Housebreaking in theory is very simple. It is finding a means of preventing the puppy from doing his duties in the house and giving him only an opportunity to do it outside. A dog is a strong creature of habit and because he learns by association, he will soon know there is no other place to relieve himself but the great outdoors.
- Determine if it is physical or a mental problem. To check if physical problem, see your vet (especially if your previously well-behaved dog has begun housesoiling)
- Give your Jack Russell plenty of exercise. Exercise is not a luxury to a JR, it's a MUST.
- Examine the type and quality of the food you are feeding your terrier. Is it a good quality food? It may have too much soy or corn.
- Are you allowing free choice feeding (i.e., is there always food out?). This is usually not a good practice. Feed puppies three times a day and adults twice a day. After 10 to 15 minutes, withdraw the food.
- Do not give the puppy any food after 6 P.M. It takes a dog about 6 hours to digest his food and have an elimination as a result of that meal. Any food after 6:00 PM may give him an unexpected urge after he is put to bed.
- Always get your dog outside after feeding!
- Are you using a crate to help to train the puppy? Take advantage of a very natural instinct of the dog -- his desire to keep his sleeping quarters clean - ie: not to mess his bed.
- Always have fresh clean water available during the day. If your dog is inclined to night soil or urinate in the house, use a crate for the night. Do not overcrate or use the crate for punishment. Make it comfortable for the dog.
- Get your dog outside to relieve itself on a regular basis. Don't forget how important it is to praise a Jack Russell. They are very praise oriented.
- Are you giving the dog the complete run of the house? It might be better to restrict the area of the house free to the dog.

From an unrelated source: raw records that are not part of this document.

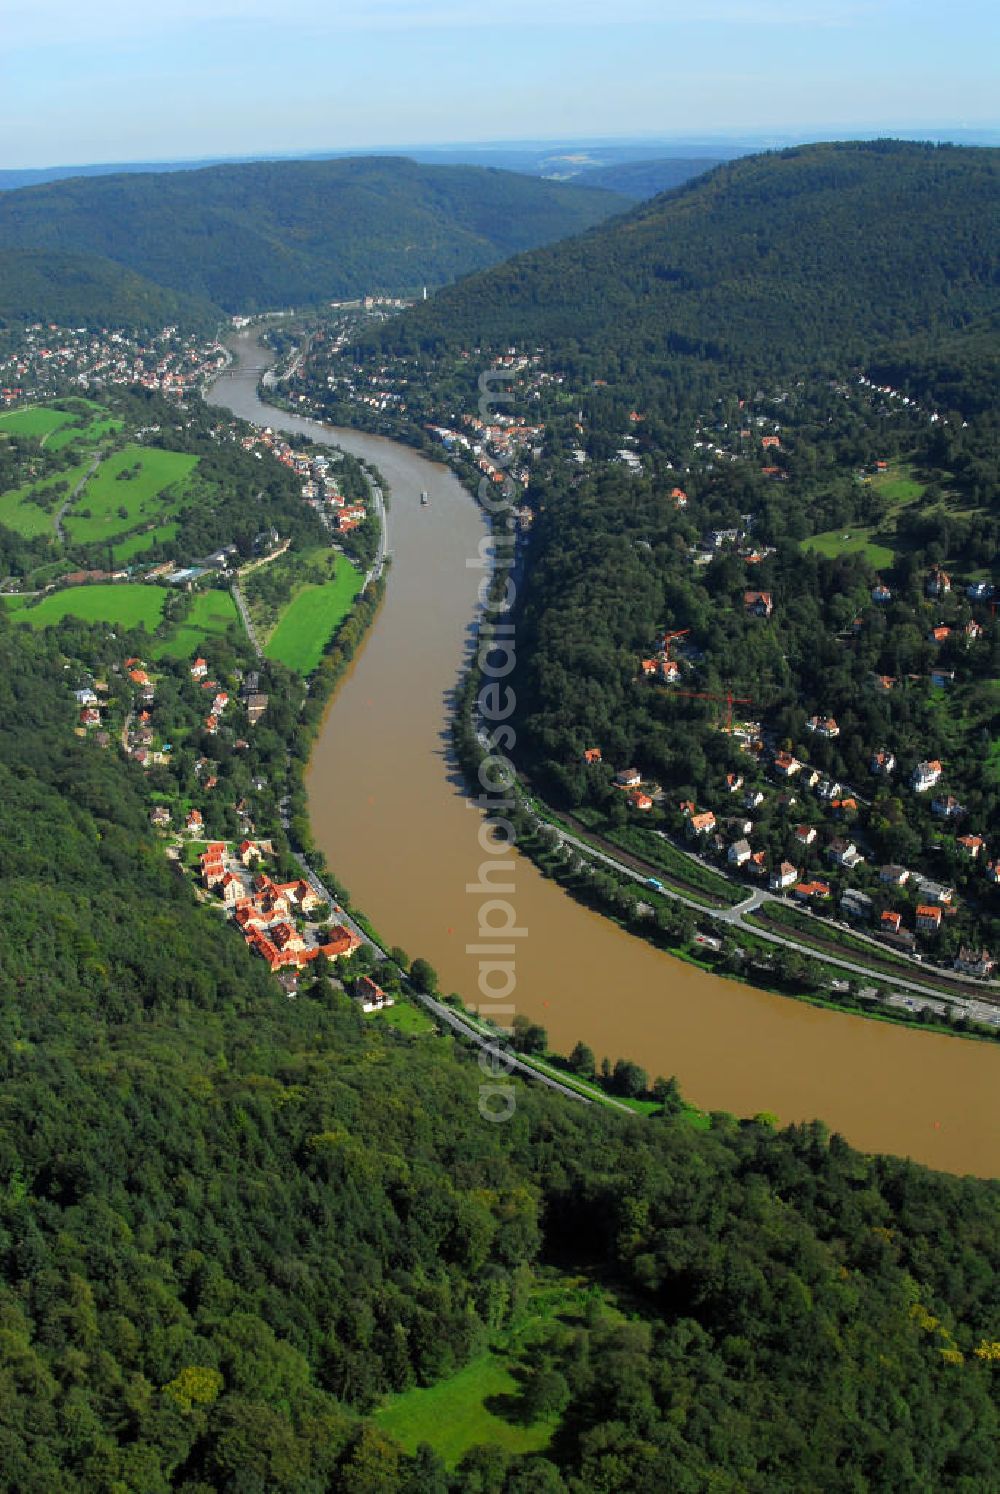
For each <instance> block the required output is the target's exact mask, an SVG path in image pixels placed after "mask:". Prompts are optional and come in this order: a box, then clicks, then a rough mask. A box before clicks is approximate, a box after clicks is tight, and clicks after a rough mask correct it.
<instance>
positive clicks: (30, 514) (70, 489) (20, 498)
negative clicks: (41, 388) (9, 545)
mask: <svg viewBox="0 0 1000 1494" xmlns="http://www.w3.org/2000/svg"><path fill="white" fill-rule="evenodd" d="M88 466H90V463H88V462H81V463H79V465H78V466H73V468H67V469H66V472H52V474H49V477H42V478H39V480H37V481H36V483H25V484H24V486H22V487H12V489H9V490H7V492H6V493H3V495H0V524H3V526H4V527H6V529H13V532H15V533H18V535H22V536H24V538H25V539H34V538H36V536H37V535H52V538H55V514H57V512H58V509H60V506H61V503H63V502H64V499H66V498H69V495H70V493H72V492H73V489H75V487H76V484H78V483H79V481H81V478H84V477H85V475H87V468H88ZM55 483H66V493H64V495H61V496H54V498H52V500H51V503H49V508H48V509H46V508H39V505H37V503H31V502H28V498H30V495H31V493H46V492H48V490H49V489H52V487H54V484H55Z"/></svg>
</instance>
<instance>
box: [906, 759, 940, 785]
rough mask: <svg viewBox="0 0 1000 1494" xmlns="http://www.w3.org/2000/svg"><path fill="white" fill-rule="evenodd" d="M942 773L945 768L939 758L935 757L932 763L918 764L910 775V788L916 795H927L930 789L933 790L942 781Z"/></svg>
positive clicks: (931, 760)
mask: <svg viewBox="0 0 1000 1494" xmlns="http://www.w3.org/2000/svg"><path fill="white" fill-rule="evenodd" d="M942 772H943V768H942V765H940V762H939V760H937V757H933V759H931V760H930V762H918V765H916V768H913V772H912V774H910V787H912V789H913V790H915V793H927V790H928V789H933V787H934V784H936V783H939V781H940V775H942Z"/></svg>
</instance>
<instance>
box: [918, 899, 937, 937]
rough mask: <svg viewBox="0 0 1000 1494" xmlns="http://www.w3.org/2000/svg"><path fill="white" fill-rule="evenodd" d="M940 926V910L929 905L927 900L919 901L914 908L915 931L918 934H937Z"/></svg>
mask: <svg viewBox="0 0 1000 1494" xmlns="http://www.w3.org/2000/svg"><path fill="white" fill-rule="evenodd" d="M940 926H942V910H940V908H937V907H931V905H930V904H928V902H921V905H919V907H918V910H916V932H918V934H937V931H939V929H940Z"/></svg>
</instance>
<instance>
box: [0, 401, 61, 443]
mask: <svg viewBox="0 0 1000 1494" xmlns="http://www.w3.org/2000/svg"><path fill="white" fill-rule="evenodd" d="M76 418H78V417H76V415H73V414H70V412H69V411H66V409H52V408H51V406H49V405H28V406H27V409H9V411H6V414H3V415H0V432H9V433H10V435H12V436H34V438H37V439H39V441H43V439H45V438H46V436H51V435H52V432H55V430H61V429H63V426H72V424H75V423H76Z"/></svg>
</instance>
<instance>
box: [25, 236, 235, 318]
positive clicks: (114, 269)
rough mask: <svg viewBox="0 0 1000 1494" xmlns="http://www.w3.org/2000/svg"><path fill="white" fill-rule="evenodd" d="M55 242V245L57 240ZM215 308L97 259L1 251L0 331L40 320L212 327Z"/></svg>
mask: <svg viewBox="0 0 1000 1494" xmlns="http://www.w3.org/2000/svg"><path fill="white" fill-rule="evenodd" d="M57 242H58V241H57ZM218 315H220V312H218V306H214V305H212V303H211V302H208V300H206V299H203V297H199V296H193V294H188V293H187V287H179V288H178V290H167V288H166V287H163V285H157V284H154V281H151V279H146V278H145V276H143V275H136V273H135V272H133V270H129V269H124V267H123V266H121V264H115V263H114V261H112V260H111V258H103V257H102V255H100V254H64V252H61V251H60V249H58V248H52V249H31V248H30V249H9V248H4V249H0V327H3V326H4V323H6V324H7V327H10V329H13V330H16V326H18V324H19V323H25V321H45V323H51V321H55V323H61V324H63V326H76V324H78V323H87V324H90V326H99V327H130V329H141V330H148V329H157V327H163V326H164V324H166V323H178V324H181V326H184V327H194V329H202V327H212V326H214V324H215V323H217V321H218Z"/></svg>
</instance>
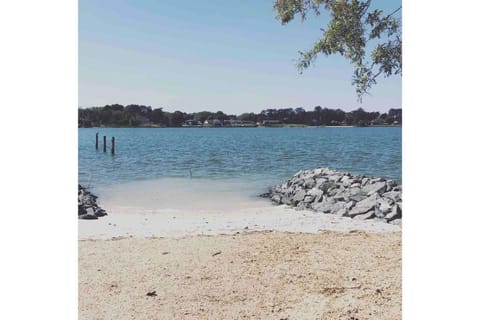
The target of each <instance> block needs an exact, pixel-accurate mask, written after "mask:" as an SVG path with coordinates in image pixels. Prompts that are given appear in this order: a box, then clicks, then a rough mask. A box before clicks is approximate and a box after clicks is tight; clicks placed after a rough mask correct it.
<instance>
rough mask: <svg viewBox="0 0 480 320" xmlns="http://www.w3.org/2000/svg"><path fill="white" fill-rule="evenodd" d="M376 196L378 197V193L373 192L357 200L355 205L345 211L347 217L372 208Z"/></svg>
mask: <svg viewBox="0 0 480 320" xmlns="http://www.w3.org/2000/svg"><path fill="white" fill-rule="evenodd" d="M377 198H378V194H376V193H375V194H373V195H371V196H370V197H368V198H365V199H363V200H361V201H359V202H357V204H356V205H355V207H353V208H352V209H351V210H350V211H349V212H348V213H347V215H348V216H349V217H355V216H357V215H359V214H364V213H367V212H368V211H370V210H372V209H373V208H374V207H375V205H376V204H377ZM373 213H374V214H375V211H373Z"/></svg>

- It helps to train a JR to soil and urinate in the same small area. Have a specific area that the dog is taken to relieve itself. They will catch on more quickly.
- The first thing in the morning pick the puppy up and take him outside to relieve himself.

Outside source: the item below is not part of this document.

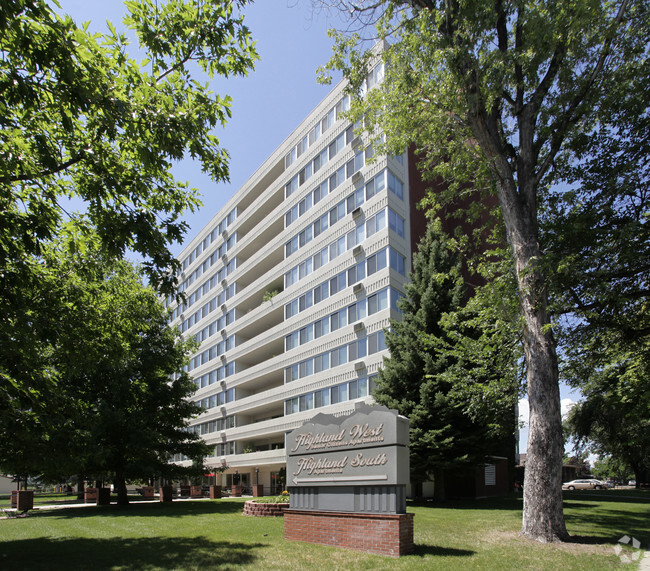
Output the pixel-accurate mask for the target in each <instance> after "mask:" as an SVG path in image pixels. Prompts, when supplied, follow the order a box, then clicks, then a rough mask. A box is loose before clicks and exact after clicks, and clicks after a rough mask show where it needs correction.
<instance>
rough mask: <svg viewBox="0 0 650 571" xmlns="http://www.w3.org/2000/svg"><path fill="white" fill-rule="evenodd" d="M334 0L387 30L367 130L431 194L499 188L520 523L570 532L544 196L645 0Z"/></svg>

- In spite of a rigid routine, your pup may have an occasional accident during his periods of freedom. Here is where correction is necessary. If you catch him in the act, with a loud "NO" put him outside at once. Remember, a dog learns by association and in connection with any act of wrong doing, he must receive some form of discomfort in order to learn that he has done wrong. However, you must catch him in the act - it does absolutely no good to punish him for a mistake he has made an hour or even five minutes earlier.

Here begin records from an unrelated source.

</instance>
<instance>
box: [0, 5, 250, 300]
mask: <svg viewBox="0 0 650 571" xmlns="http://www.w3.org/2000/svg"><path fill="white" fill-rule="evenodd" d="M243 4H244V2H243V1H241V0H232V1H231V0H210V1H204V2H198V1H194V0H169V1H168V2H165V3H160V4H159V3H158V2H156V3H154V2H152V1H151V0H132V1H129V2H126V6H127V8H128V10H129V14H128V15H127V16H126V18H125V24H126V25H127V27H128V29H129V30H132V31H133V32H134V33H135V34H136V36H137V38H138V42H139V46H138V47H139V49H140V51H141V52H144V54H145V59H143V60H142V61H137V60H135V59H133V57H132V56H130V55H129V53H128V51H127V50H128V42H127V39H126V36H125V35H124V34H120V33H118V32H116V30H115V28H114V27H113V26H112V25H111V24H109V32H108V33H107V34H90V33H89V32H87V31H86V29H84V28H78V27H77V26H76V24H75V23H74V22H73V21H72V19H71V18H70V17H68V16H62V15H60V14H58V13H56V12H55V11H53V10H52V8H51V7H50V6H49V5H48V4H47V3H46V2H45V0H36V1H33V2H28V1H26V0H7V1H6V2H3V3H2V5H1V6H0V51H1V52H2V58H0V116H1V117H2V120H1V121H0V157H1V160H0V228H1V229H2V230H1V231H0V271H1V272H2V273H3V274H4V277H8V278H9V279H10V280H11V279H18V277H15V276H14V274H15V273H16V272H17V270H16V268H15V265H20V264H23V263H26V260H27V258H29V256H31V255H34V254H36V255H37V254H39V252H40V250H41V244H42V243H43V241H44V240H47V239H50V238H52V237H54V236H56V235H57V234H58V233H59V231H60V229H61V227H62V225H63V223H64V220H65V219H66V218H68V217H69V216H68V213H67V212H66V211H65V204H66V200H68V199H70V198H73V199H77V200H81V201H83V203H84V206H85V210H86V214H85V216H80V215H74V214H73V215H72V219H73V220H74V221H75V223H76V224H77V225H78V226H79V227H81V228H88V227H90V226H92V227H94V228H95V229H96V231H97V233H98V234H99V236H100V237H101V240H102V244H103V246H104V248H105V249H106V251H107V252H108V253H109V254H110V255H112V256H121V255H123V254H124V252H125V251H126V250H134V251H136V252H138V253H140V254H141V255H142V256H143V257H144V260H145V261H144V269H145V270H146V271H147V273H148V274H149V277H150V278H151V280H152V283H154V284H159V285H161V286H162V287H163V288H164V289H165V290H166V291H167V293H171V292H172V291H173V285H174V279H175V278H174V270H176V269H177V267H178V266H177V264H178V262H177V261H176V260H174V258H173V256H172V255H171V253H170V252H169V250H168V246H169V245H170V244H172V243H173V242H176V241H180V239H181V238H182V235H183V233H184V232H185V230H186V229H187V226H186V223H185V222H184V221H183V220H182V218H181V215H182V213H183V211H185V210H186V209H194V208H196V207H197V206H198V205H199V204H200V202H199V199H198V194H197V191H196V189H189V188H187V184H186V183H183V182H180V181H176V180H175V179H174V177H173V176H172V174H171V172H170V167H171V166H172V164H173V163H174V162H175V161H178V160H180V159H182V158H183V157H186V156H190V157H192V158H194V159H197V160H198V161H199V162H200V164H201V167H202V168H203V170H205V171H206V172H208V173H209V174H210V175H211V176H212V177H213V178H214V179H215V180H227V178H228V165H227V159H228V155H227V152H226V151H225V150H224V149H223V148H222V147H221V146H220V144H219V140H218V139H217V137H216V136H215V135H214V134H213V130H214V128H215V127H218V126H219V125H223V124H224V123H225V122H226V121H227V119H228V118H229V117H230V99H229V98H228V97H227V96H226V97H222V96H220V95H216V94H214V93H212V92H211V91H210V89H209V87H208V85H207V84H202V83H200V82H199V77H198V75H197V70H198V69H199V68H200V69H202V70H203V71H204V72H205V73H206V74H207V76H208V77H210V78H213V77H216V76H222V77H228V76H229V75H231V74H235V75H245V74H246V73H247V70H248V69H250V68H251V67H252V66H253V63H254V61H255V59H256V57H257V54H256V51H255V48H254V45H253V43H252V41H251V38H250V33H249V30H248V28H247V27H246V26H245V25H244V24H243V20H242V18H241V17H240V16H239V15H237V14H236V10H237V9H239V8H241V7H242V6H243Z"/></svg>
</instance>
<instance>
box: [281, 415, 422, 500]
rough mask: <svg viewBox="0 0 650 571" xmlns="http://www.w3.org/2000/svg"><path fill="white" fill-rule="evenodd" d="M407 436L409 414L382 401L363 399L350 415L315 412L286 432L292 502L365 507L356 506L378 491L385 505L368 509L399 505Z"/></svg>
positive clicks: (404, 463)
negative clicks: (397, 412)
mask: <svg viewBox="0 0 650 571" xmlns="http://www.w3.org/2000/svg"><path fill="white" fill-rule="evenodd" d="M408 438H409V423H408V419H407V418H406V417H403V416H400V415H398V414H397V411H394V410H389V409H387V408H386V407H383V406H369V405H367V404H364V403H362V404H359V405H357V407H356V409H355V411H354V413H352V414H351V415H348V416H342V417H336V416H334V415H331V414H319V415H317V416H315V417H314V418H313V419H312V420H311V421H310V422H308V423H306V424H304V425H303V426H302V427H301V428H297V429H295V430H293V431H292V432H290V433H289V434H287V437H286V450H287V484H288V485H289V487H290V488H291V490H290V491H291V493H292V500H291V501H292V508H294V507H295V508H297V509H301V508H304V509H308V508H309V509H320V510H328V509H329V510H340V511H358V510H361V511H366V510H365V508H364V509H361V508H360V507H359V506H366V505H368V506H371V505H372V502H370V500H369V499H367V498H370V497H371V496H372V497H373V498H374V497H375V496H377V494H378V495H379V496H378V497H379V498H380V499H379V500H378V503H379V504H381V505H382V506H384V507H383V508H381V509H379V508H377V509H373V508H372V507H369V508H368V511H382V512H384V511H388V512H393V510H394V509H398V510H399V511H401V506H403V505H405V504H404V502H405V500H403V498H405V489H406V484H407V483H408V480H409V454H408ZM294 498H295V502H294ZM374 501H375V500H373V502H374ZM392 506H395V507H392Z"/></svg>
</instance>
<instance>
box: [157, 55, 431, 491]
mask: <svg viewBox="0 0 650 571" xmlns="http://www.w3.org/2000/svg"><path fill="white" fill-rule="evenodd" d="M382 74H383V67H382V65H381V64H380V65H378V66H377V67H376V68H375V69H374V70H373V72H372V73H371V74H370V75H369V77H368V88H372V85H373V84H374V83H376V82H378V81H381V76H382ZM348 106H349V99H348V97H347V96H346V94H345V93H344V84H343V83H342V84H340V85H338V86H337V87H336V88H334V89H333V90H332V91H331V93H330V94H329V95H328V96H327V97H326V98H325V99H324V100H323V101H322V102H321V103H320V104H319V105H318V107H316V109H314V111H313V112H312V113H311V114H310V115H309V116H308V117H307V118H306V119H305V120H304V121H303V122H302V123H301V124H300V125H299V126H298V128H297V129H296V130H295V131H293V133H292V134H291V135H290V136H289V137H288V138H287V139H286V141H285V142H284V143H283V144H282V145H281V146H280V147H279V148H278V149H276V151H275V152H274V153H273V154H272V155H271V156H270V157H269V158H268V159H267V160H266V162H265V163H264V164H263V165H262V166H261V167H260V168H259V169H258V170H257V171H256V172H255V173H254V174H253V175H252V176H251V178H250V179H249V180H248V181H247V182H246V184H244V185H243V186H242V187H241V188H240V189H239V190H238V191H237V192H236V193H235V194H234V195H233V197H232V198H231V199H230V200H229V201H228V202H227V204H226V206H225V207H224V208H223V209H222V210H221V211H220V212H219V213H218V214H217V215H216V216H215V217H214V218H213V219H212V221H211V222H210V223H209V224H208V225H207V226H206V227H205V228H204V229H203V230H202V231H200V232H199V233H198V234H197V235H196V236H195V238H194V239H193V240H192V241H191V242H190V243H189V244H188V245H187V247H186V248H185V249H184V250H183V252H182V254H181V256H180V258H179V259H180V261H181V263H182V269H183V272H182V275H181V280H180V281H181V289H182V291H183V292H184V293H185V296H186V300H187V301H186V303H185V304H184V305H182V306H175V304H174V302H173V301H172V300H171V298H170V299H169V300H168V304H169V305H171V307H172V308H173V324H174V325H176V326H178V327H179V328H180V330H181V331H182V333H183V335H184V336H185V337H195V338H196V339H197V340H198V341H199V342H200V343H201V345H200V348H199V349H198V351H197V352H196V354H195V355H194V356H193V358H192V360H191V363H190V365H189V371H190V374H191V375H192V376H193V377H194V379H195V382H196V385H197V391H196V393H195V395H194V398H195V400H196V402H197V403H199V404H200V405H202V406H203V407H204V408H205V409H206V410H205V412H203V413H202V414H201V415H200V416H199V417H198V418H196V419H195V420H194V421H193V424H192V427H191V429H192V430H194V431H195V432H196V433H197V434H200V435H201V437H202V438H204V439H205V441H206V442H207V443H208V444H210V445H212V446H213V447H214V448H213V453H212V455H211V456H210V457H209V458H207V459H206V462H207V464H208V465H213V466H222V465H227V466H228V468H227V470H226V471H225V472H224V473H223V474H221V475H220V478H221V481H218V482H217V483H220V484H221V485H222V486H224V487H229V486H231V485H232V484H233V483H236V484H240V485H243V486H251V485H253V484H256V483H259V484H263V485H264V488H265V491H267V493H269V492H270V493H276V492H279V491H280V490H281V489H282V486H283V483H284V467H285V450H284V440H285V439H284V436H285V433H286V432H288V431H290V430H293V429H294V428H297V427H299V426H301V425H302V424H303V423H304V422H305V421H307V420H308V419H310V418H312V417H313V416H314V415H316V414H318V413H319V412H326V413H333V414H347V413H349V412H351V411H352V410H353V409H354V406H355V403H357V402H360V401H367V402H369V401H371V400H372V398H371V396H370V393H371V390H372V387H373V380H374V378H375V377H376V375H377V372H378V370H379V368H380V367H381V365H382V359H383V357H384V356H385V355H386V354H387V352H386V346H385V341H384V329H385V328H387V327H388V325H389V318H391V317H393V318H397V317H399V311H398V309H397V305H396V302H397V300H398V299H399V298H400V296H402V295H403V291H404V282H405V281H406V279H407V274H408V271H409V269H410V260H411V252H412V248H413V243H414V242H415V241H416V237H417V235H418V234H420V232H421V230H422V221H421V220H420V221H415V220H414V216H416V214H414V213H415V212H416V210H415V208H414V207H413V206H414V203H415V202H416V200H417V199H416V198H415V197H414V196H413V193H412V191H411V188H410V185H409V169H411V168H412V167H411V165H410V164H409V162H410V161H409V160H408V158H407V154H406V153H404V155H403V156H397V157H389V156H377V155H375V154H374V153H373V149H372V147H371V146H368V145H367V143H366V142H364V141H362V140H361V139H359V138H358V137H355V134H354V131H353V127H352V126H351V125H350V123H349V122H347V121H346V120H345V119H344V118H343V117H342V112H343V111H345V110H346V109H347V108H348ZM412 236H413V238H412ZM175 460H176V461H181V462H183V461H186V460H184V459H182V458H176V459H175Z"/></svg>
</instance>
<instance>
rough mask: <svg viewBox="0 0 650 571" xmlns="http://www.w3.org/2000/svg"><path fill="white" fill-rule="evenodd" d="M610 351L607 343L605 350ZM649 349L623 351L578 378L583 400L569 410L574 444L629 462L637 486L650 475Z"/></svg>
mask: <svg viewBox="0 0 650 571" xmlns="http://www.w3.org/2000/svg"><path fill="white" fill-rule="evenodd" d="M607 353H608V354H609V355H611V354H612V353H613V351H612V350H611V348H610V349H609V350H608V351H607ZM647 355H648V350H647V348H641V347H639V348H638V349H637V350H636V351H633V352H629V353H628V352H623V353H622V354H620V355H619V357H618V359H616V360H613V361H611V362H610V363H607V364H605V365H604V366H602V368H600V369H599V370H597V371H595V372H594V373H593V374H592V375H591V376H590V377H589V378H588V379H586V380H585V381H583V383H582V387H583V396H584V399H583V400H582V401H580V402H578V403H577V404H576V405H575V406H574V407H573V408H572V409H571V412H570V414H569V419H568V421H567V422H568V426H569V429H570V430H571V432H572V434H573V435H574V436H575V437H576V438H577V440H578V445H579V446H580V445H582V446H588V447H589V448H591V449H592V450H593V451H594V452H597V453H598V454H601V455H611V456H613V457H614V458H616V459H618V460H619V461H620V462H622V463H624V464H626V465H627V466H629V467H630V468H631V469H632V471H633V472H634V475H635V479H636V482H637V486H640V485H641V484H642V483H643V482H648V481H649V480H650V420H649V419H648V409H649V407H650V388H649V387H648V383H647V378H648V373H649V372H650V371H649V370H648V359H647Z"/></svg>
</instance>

If your dog's housesoiling stems from incomplete housetraining, you might try a refresher course:
- Keep you dog confined in a comfortable crate when you can't supervise it.
- Escort the dog to the same outdoor location every 3 hours (familiar smells stimulate elimination) and soon after it eats naps or plays. Give the dog a few minutes to take care of its business. Use verbal encouragement.
- When your dog "does its stuff", lavish it with praise immediately then bring it inside and give it a small food treat.
- If your dog doesn't "go" outside during the allotted time, bring it indoors for 15 minutes and then return to the appointed spot and try again.
- When an intact male lifts his leg on the sofa, remember that urine marking is a hormonally driven urge rather than brazen disobedience.
- Many young females outgrow submissive urination.
- Well-trained dogs suffering from separation anxiety may become so upset when left alone that they may defecate or urinate all over the house.